Я выругался про себя (слыхал я про этого Хоара, тот еще койот блохастый), а потом спросил:
– И что вы собирались делать после захвата нашего форта?
– Не знаю, – пожал плечами лазутчик. – Полковник Мак-Кензи более ничего нам не сообщил.
Пришлось отправить еще двух моих людей в форт Калгари – информация, полученная от пленного, имела немалую цену. Впрочем, те, кому надо, давно уже все знают. А сами мы заняли позиции вдоль небольшой речушки, у северного берега которой и стояло индейское поселение.

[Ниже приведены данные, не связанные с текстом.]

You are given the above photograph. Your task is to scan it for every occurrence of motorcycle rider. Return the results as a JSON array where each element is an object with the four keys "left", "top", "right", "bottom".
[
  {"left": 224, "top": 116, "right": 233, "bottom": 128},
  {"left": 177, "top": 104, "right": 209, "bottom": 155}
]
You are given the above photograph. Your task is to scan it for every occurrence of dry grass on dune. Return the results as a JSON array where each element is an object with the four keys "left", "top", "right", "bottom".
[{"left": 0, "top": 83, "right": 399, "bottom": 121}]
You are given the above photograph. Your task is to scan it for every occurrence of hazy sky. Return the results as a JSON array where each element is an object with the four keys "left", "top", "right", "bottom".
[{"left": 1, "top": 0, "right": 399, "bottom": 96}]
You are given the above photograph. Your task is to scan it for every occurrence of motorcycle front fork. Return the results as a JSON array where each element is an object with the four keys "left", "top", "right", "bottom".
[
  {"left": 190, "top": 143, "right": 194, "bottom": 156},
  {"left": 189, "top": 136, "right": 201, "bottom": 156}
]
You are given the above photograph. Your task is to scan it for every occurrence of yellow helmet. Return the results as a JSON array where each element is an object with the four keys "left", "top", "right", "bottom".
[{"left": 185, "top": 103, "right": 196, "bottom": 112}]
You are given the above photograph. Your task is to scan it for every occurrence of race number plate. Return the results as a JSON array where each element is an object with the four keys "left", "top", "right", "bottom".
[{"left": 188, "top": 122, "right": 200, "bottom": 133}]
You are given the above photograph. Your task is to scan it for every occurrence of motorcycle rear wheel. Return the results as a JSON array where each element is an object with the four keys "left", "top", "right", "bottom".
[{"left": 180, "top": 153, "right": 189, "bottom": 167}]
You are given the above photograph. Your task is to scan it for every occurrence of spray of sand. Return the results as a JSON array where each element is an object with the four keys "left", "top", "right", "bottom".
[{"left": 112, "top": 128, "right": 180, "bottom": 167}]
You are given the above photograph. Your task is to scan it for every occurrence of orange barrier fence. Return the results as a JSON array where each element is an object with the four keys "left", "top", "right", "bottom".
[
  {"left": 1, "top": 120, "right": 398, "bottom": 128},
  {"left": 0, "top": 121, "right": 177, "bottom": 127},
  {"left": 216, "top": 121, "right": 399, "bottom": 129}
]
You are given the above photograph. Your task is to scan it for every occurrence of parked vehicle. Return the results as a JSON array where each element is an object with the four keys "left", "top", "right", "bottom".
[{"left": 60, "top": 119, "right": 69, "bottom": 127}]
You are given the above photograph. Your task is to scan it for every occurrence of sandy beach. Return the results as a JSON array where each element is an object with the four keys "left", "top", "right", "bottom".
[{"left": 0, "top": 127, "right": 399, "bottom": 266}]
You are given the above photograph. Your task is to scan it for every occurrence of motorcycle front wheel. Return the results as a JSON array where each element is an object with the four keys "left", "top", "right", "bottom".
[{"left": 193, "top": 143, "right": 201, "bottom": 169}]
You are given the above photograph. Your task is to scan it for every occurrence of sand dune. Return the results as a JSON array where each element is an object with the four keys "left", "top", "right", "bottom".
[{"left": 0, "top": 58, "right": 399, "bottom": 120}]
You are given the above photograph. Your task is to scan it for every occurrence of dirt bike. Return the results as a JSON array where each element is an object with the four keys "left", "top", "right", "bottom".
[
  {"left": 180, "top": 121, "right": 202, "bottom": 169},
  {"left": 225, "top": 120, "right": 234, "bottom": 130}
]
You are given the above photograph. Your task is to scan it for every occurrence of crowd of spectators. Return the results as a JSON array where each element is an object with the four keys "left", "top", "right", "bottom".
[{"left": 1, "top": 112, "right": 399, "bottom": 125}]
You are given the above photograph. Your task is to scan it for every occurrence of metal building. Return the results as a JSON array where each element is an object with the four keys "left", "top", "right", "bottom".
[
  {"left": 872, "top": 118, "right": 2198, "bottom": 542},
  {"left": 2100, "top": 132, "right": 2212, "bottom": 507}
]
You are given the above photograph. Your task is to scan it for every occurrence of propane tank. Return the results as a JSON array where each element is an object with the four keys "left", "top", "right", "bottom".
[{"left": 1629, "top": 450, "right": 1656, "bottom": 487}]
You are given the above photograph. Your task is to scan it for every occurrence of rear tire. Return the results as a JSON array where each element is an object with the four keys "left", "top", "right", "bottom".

Все, что потом произошло, было до обидного просто. Янки подогнали артиллерию и стали методично расстреливали и само селение, и нас. Пришлось отдавать приказ об атаке, но нас попросту расстреляли из картечниц Гатлинга…
Почти у всех нас были допотопные дульнозарядные ружья Энфилда образца 1853 года, и только у меня и у сержанта Джонсона имелись относительно современные винтовки Снайдер-Энфилда. Мы успели дать то ли два, то ли три залпа, после чего что-то ударило меня по голове, и я потерял сознание. Последней моей мыслью было, что за нас обязательно отомстят. Югороссы никому не прощают обид, особенно вторжений на ту территорию, которую они считают своей.
10 августа (29 июля) 1878 года. Мобил, Алабама
Лорета Ханета Веласкес, она же Мария Пилар де Куэльяр и Сото
Разбудил меня грохот копыт по булыжной мостовой. Когда я приоткрыла ставни, я увидела, как белая кавалерия сменилась цветной пехотой в синей униформе, бодро чеканящей шаг по брусчатке улицы Дофина под командованием белых офицеров. Вели они себя прилично, но у меня было подозрение, что это лишь пока. Я оценила их численность где-то в батальон.
Замыкающими промаршировали белые, две роты. Сколько янки прошло до того, как я проснулась и подошла к окну, бог весть, но несколько сотен пехотинцев и, вероятно, не менее эскадрона кавалерии – немалая сила для такого городка, как Мобил. Тем более что вооруженного сопротивления здесь не было. Пока не было, вкралась ко мне в голову мысль…
Но обо всем по порядку. После того как мы сошли с парохода, я попросила у извозчика отвезти нас в какую-нибудь гостиницу. Тот посмотрел на меня и покачал головой:
– Мадам, все гостиницы забиты. Вокруг города то и дело нападают на поместья и поселки, и те, у кого были деньги, перебрались сюда. Цены, конечно, взлетели до небес, но мест как не было, так и нет.
– Давайте все же попробуем…
– Если денег не жалко. Я беру по полдоллара в час. Доллар вперед, за два часа.
– Это грабеж!
– Увы, теперь здесь такие цены. Другие берут и по целому доллару в час. Так что, поедем?
– Поедем, – кивнула я с мрачным видом, и мы объехали четыре гостиницы. Везде нам лишь виновато улыбались – мест уже неделю как нет.
Мы ехали к пятой, когда я увидела неброско, но со вкусом одетую женщину, в чьем несколько заплывшем лице угадывалась моя школьная подруга Аннетт Прюдомм.
– Остановите на секунду, – попросила я, сошла с экипажа и подошла к фланирующей женщине.